Die Koalitionsverhandlungen zwischen CDU und Grünen in Schleswig-Holstein laufen. Beide Parteien haben sich schon auf grobe Eckpunkte für ein mögliches Bündnis geeinigt. Was steht drin im Sondierungspapier? Eine Übersicht.

    Daniel Günther (CDU), Ministerpräsident von Schleswig-Holstein, Monika Heinold, Spitzenkandidatin von Bündnis 90/Die Grünen zur Landtagswahl in Schleswig-Holstein und Aminata Touré, Spitzenkandidatin von Bündnis 90/Die Grünen zur Landtagswahl in Schleswig-Holstein, geben nach Sondierungsgesprächen beider Parteien ein gemeinsames Statement ab.
    Daniel Günther (CDU), Ministerpräsident von Schleswig-Holstein, Monika Heinold, Spitzenkandidatin von Bündnis 90/Die Grünen zur Landtagswahl in Schleswig-Holstein und Aminata Touré, Spitzenkandidatin von Bündnis 90/Die Grünen zur Landtagswahl in Schleswig-Holstein, geben nach Sondierungsgesprächen beider Parteien ein gemeinsames Statement ab. (picture alliance/dpa/Daniel Reinhardt)
    Bei der Landtagswahl in Schleswig-Holstein am 8. Mai hat die CDU die absolute Mehrheit nur um einen Sitz verfehlt. Obwohl den Christdemokraten damit auch nur ein weiterer Regierungspartner ausgereicht hätte, hatte der bisherige und wohl auch künftige Ministerpräsident Daniel Günther (CDU) zunächst versucht, eine Fortsetzung der seit 2017 regierenden Jamaika-Koalition aus CDU, Grünen und FDP zu ermöglichen. Darauf konnten sich Grüne und FDP bei Sondierungsgesprächen aber nicht einigen.
    Am 24. Mai haben sich CDU und Grüne, die als zweitstärkste Partei aus der Wahl hervorgegangen sind, auf ein Sondierungspapier verständigt. Auf dessen Grundlage finden seit dem 26. Mai Koalitionsverhandlungen statt.
    Der Zeitplan ist straff: Bis zum 22. Juni wollen Grüne und CDU einen Koalitionsvertrag vorlegen, der am 27. Juni auf Parteitagen abgesegnet und am Tag darauf offiziell unterschrieben werden soll. Am 29. Juni würde dann die Wahl des Ministerpräsidenten stattfinden.
    Das bisherige Sondierungspapier wurde bislang (Stand 3. Juni 2022) nur von den Grünen veröffentlicht und erläutert allenfalls wenige Einzelmaßnahmen zu den unterschiedlichen Themenfeldern. In dem Dokument sei der Geist einer schwarz-grünen Koalition festgehalten worden, sagte der amtierende Ministerpräsident Günther.
    Auch ohne (oder vielleicht wegen) bislang fehlender Detailschärfe ist klar, dass beide Parteien neben durchaus vorhandenen Gemeinsamkeiten auch ein ordentliches Maß an Kompromissbereitschaft mitbringen müssen, um einen Koalitionsvertrag auf die Beine zu stellen.

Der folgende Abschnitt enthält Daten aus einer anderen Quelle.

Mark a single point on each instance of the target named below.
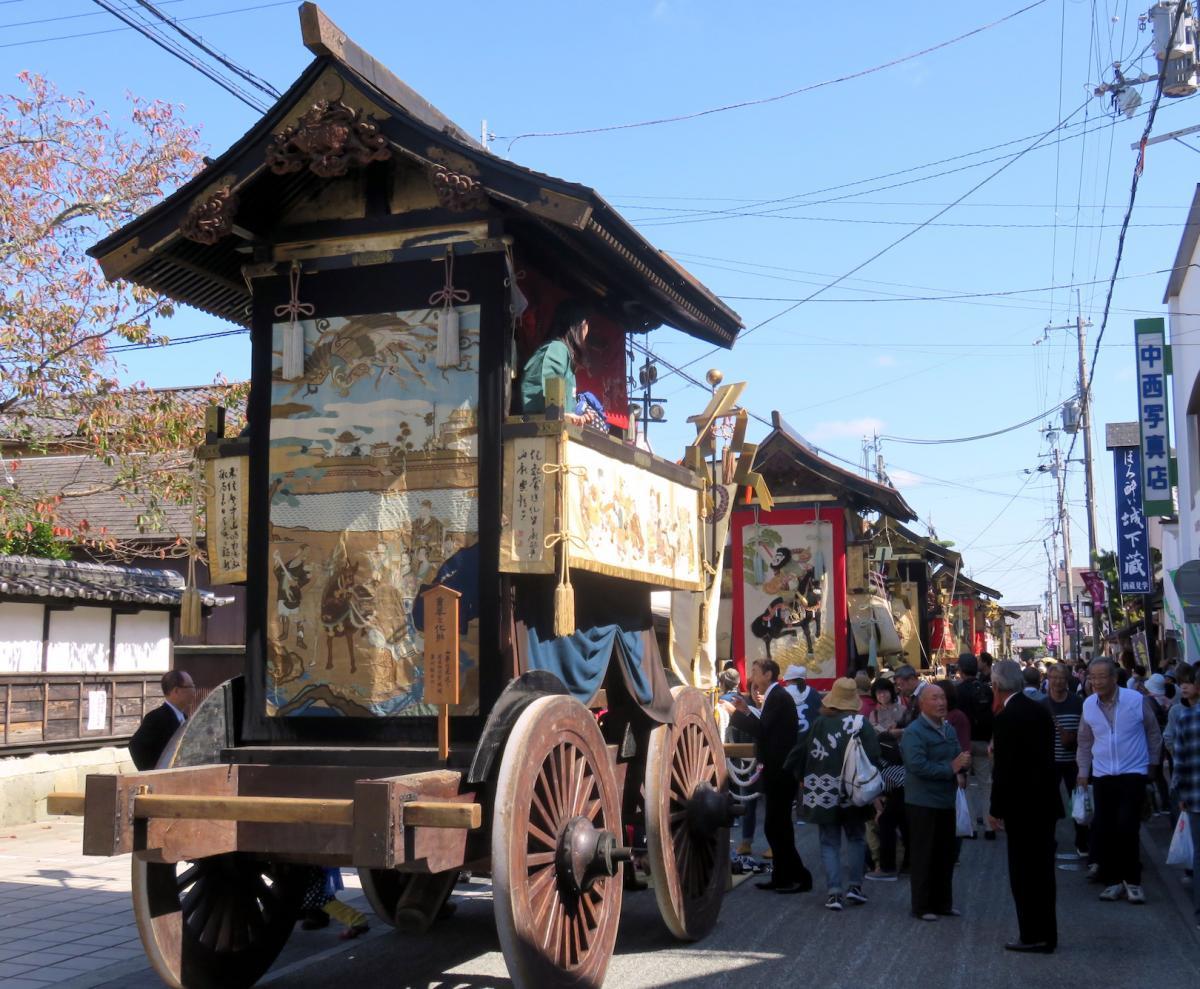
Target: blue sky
(868, 354)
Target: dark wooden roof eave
(862, 491)
(667, 291)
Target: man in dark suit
(1025, 803)
(159, 726)
(774, 731)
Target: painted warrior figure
(345, 609)
(797, 601)
(291, 579)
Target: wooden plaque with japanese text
(441, 646)
(227, 503)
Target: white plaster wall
(78, 641)
(21, 637)
(1183, 331)
(27, 780)
(143, 642)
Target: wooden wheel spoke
(679, 783)
(551, 936)
(546, 787)
(537, 833)
(684, 756)
(556, 778)
(555, 919)
(547, 819)
(540, 883)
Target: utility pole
(1084, 424)
(1065, 522)
(1056, 468)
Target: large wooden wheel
(216, 923)
(556, 850)
(688, 816)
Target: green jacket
(816, 761)
(928, 753)
(551, 360)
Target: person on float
(559, 354)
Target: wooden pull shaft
(277, 810)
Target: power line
(1139, 167)
(125, 15)
(744, 103)
(904, 237)
(66, 17)
(705, 215)
(175, 341)
(1029, 421)
(262, 85)
(907, 222)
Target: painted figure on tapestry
(797, 601)
(786, 605)
(373, 486)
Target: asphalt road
(766, 940)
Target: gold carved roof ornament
(328, 141)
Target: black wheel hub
(586, 853)
(709, 810)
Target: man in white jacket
(1119, 747)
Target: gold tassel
(564, 605)
(190, 601)
(564, 594)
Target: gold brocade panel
(373, 498)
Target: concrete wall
(27, 780)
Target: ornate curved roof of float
(573, 220)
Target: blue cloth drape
(581, 659)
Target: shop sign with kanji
(1133, 543)
(1153, 417)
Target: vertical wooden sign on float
(442, 658)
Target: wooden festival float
(443, 595)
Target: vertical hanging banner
(1152, 415)
(1068, 619)
(1133, 545)
(1096, 588)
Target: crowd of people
(994, 748)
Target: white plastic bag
(861, 780)
(1081, 807)
(1182, 851)
(963, 825)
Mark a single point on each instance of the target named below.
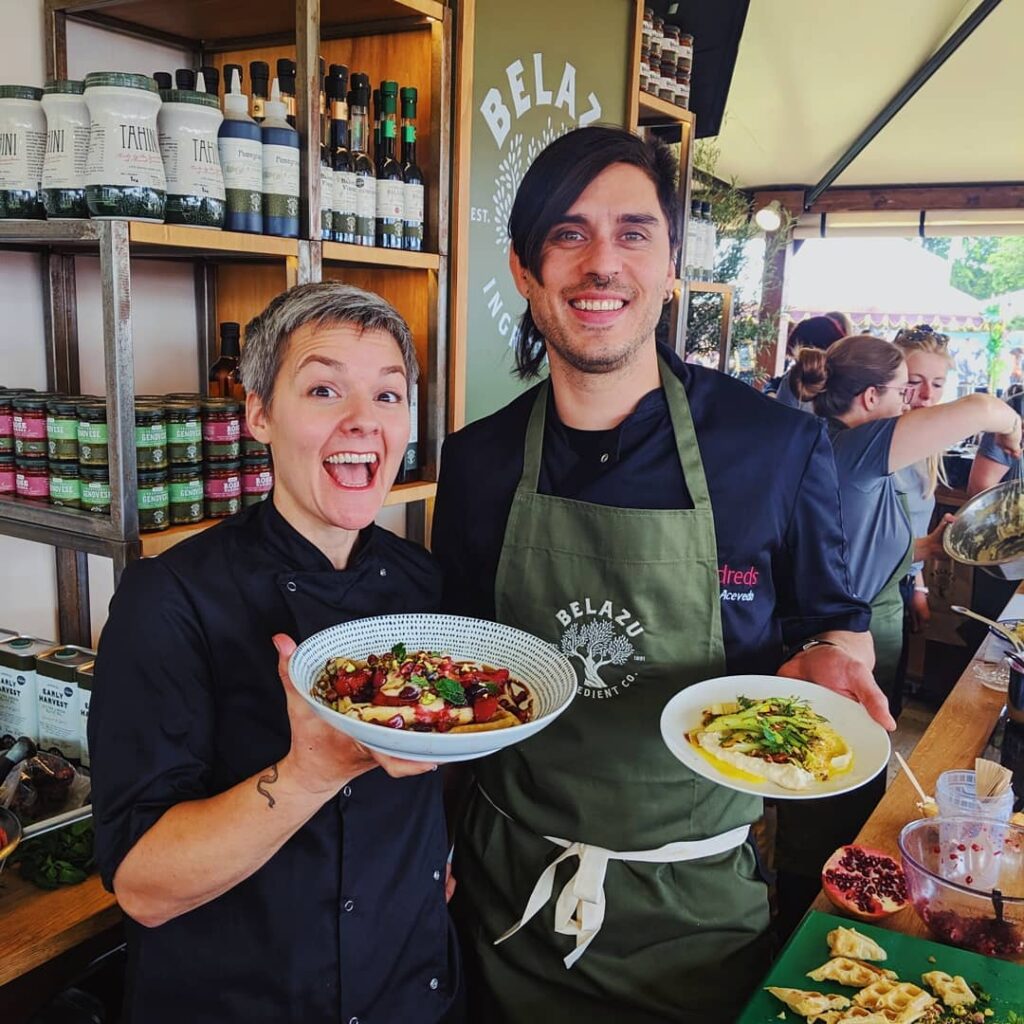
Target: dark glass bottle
(224, 380)
(363, 167)
(286, 82)
(413, 222)
(343, 204)
(259, 75)
(390, 181)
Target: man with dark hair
(634, 511)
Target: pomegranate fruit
(864, 883)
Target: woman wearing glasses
(861, 386)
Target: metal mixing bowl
(976, 528)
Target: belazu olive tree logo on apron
(602, 642)
(540, 70)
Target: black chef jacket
(781, 558)
(347, 922)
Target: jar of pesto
(154, 501)
(151, 437)
(61, 429)
(66, 484)
(185, 495)
(92, 433)
(184, 432)
(95, 485)
(124, 174)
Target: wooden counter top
(957, 734)
(36, 925)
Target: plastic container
(32, 479)
(23, 146)
(29, 424)
(240, 141)
(154, 501)
(955, 795)
(92, 433)
(222, 488)
(125, 172)
(281, 170)
(185, 492)
(61, 429)
(67, 151)
(187, 126)
(95, 482)
(950, 882)
(66, 484)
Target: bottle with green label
(363, 167)
(413, 225)
(390, 181)
(281, 170)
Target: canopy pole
(927, 70)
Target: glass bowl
(10, 828)
(965, 878)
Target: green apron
(632, 596)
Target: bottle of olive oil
(363, 167)
(413, 221)
(390, 181)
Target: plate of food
(429, 687)
(776, 737)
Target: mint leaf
(452, 691)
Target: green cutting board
(808, 949)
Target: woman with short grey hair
(267, 867)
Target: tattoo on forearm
(268, 778)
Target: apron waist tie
(580, 908)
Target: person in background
(928, 363)
(860, 386)
(815, 332)
(271, 868)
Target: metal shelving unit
(206, 29)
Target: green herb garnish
(452, 691)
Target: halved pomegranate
(866, 884)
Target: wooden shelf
(157, 544)
(338, 252)
(225, 24)
(177, 239)
(659, 112)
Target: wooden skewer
(913, 778)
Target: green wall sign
(540, 70)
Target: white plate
(547, 672)
(865, 737)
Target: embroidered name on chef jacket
(603, 641)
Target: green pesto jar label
(154, 496)
(185, 432)
(95, 496)
(183, 494)
(61, 430)
(65, 491)
(91, 433)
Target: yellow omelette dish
(779, 739)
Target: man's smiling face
(605, 269)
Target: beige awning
(811, 74)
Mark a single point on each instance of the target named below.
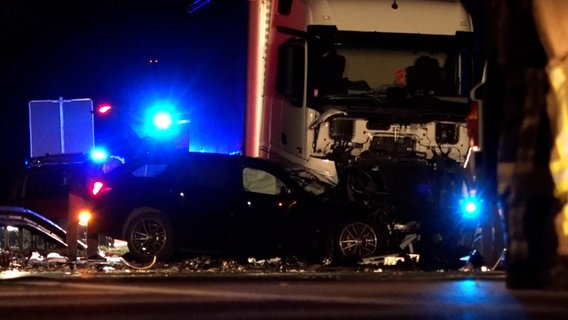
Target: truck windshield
(363, 62)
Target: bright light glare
(103, 109)
(97, 186)
(84, 217)
(162, 120)
(470, 208)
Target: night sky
(100, 49)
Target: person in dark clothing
(516, 105)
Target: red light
(104, 108)
(97, 186)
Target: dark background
(100, 49)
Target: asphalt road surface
(316, 296)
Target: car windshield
(308, 180)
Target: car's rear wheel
(149, 235)
(357, 240)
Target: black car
(215, 203)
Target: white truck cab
(343, 81)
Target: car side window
(149, 170)
(260, 181)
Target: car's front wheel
(149, 235)
(357, 240)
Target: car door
(210, 186)
(261, 216)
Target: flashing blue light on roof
(163, 120)
(470, 207)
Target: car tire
(149, 234)
(357, 240)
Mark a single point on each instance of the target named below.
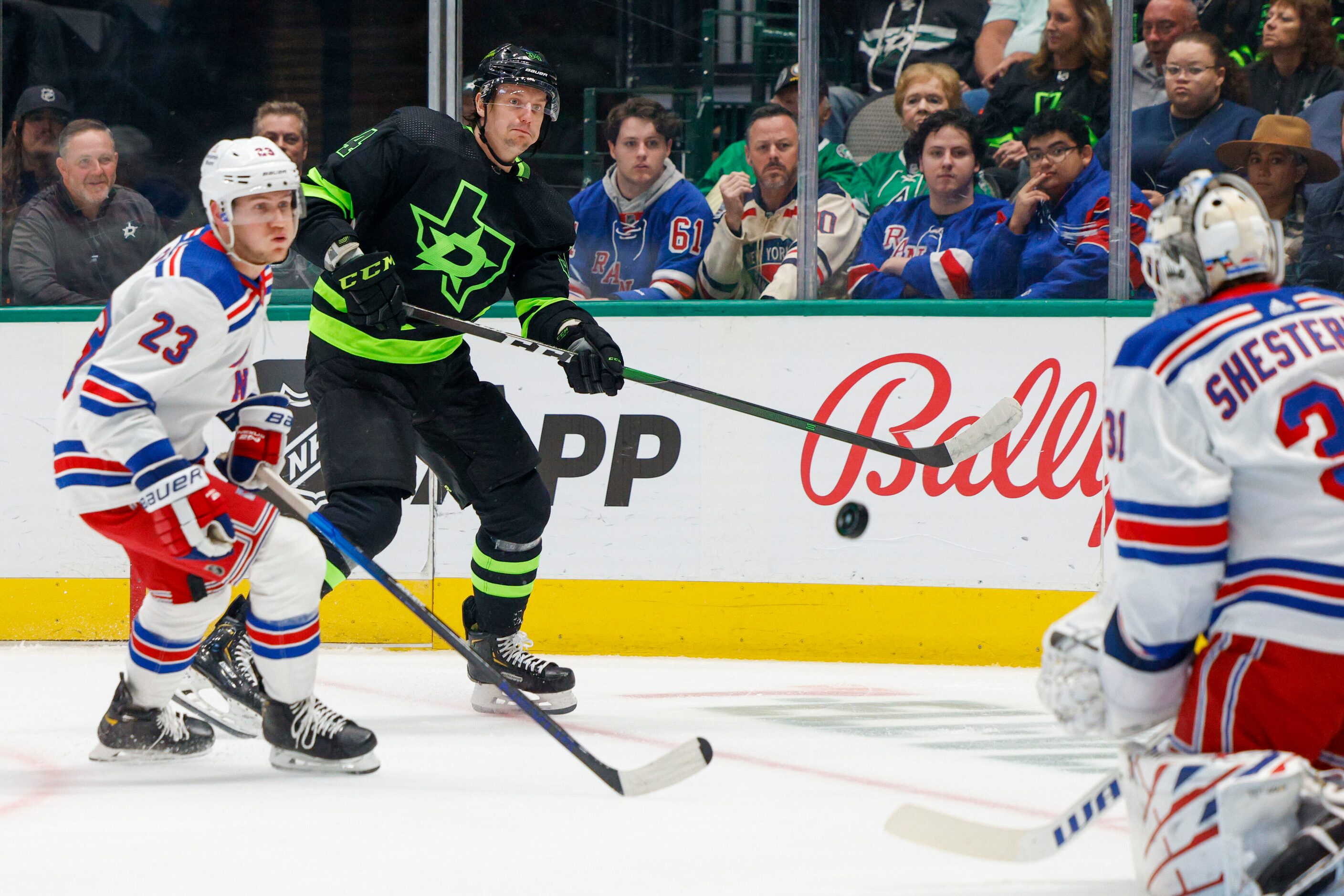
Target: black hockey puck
(852, 521)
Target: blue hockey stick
(662, 773)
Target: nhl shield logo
(303, 469)
(303, 465)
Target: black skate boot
(135, 734)
(308, 737)
(550, 686)
(222, 686)
(1311, 864)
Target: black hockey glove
(597, 365)
(373, 292)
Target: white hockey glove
(189, 513)
(261, 427)
(1070, 657)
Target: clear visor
(523, 98)
(264, 208)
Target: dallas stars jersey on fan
(463, 231)
(639, 249)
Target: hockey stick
(662, 773)
(964, 837)
(968, 442)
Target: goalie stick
(975, 438)
(953, 834)
(670, 769)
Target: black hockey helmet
(513, 65)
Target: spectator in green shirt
(834, 160)
(923, 89)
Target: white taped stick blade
(948, 833)
(667, 770)
(991, 427)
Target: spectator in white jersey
(755, 251)
(641, 230)
(285, 124)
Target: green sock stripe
(511, 567)
(502, 590)
(334, 575)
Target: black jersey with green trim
(460, 230)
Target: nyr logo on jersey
(897, 242)
(465, 250)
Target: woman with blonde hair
(1070, 69)
(923, 89)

    Klimaschutz, Energiewende und Biodiversität

    Das Papier benennt Schleswig-Holstein als das „Energiewendeland Nummer Eins“.
    „Wir wollen das erste klimaneutrale Industrieland werden und unsere Klimaziele schon früher als bisher geplant erreichen“, heißt es in dem Dokument. Dafür sollen unter anderem weitere Flächen für die Windkraft bereitgestellt werden.
    Genau darin – in den „weiteren Flächen“ – könnte allerdings Konfliktpotenzial zwischen beiden Parteien liegen. Ministerpräsident Daniel Günther von der CDU fordert, sich bei der Frage des Windkraftzubaus im Rahmen der existierenden Regionalpläne zu bewegen. In den Plänen ist festgehalten, dass zwei Prozent der Landesfläche in Schleswig-Holstein grundsätzlich für Windkraft zur Verfügung stehen. Die grüne Spitzenkandidatin Monika Heinold spricht sich hingegen dafür aus, künftig immerhin drei Prozent der Fläche zu nutzen. Nur so könnten die Ausbauziele noch erreicht werden.
    Obwohl sich im nördlichsten Bundesland schon seit vielen Jahren tausende Windräder an der Küste drehen, wurden in Schleswig-Holstein in der kompletten vergangenen Legislaturperiode keine neuen Anlagen errichtet. Hintergrund: 2015 hatte ein Gericht die Regionalpläne wegen verschiedener Verfahrensfehler für ungültig erklärt. Alleine die Neuentwicklung dauerte fünfeinhalb Jahre.  
    Eine weitere Hürde auf dem Weg zum Koalitionsvertrag dürfte der Streit um Abstandsregelungen zwischen Windrädern und Wohnhäusern sein: Während die CDU – und früher auch die FDP – die Abstände möglichst großen halten möchte (in Abhängigkeit zur Windrad-Höhe bis zu 1.000 Meter), sehen die Grünen dadurch den quantitativen Ausbau eher gefährdet.
    Des Weiteren, so legt das Papier nahe, haben die potenziellen künftigen Regierungspartner ein Hindernis identifiziert, das den Fortschritt der Energie- und der Verkehrswende bislang zu sehr bremse: zu langwierige Planungs- und Genehmigungsverfahren.
    Infrastrukturprojekte sollen schneller umgesetzt werden können, die Verfahren künftig zudem einfacher und digital werden.
    Mit Blick auf die Abdeckung des ÖPNV in Schleswig-Holstein kündigen die Grünen im Sondierungspapier eine Mobilitätsgarantie an. Das Ziel: Alle Orte von morgens bis abends erreichbar machen. Dafür setze man auf vernetzte Mobilitätskonzepte, heißt es – und außerdem: „Wir werden die landesweiten, günstigen ÖPNV-Tickets für junge Menschen ausweiten. Wir wollen die E-Mobilität stärken. Schienen, Straßen und Radwege sind wichtige Verkehrsadern in unserem Land, die wir auf dem Weg hin zu einem klimaneutralen Industrieland weiterentwickeln werden.“
     Zudem möchte die künftige Landesregierung dem Artensterben entgegenwirken und eine Biodiversitätsstrategie ausarbeiten. Angekündigt wird: „Wir werden die Bedeutung der Meere, Moore und Wälder für den Arten- und Klimaschutz verstärkt in den Blick nehmen.“

    Bildung

    „Jedes Kind soll die besten Chancen unabhängig vom Einkommen der Eltern erhalten“, heißt es in dem Sondierungspapier. Die Rede ist von „hervorragendem Unterricht in modern und digital ausgestatteten Schulen“.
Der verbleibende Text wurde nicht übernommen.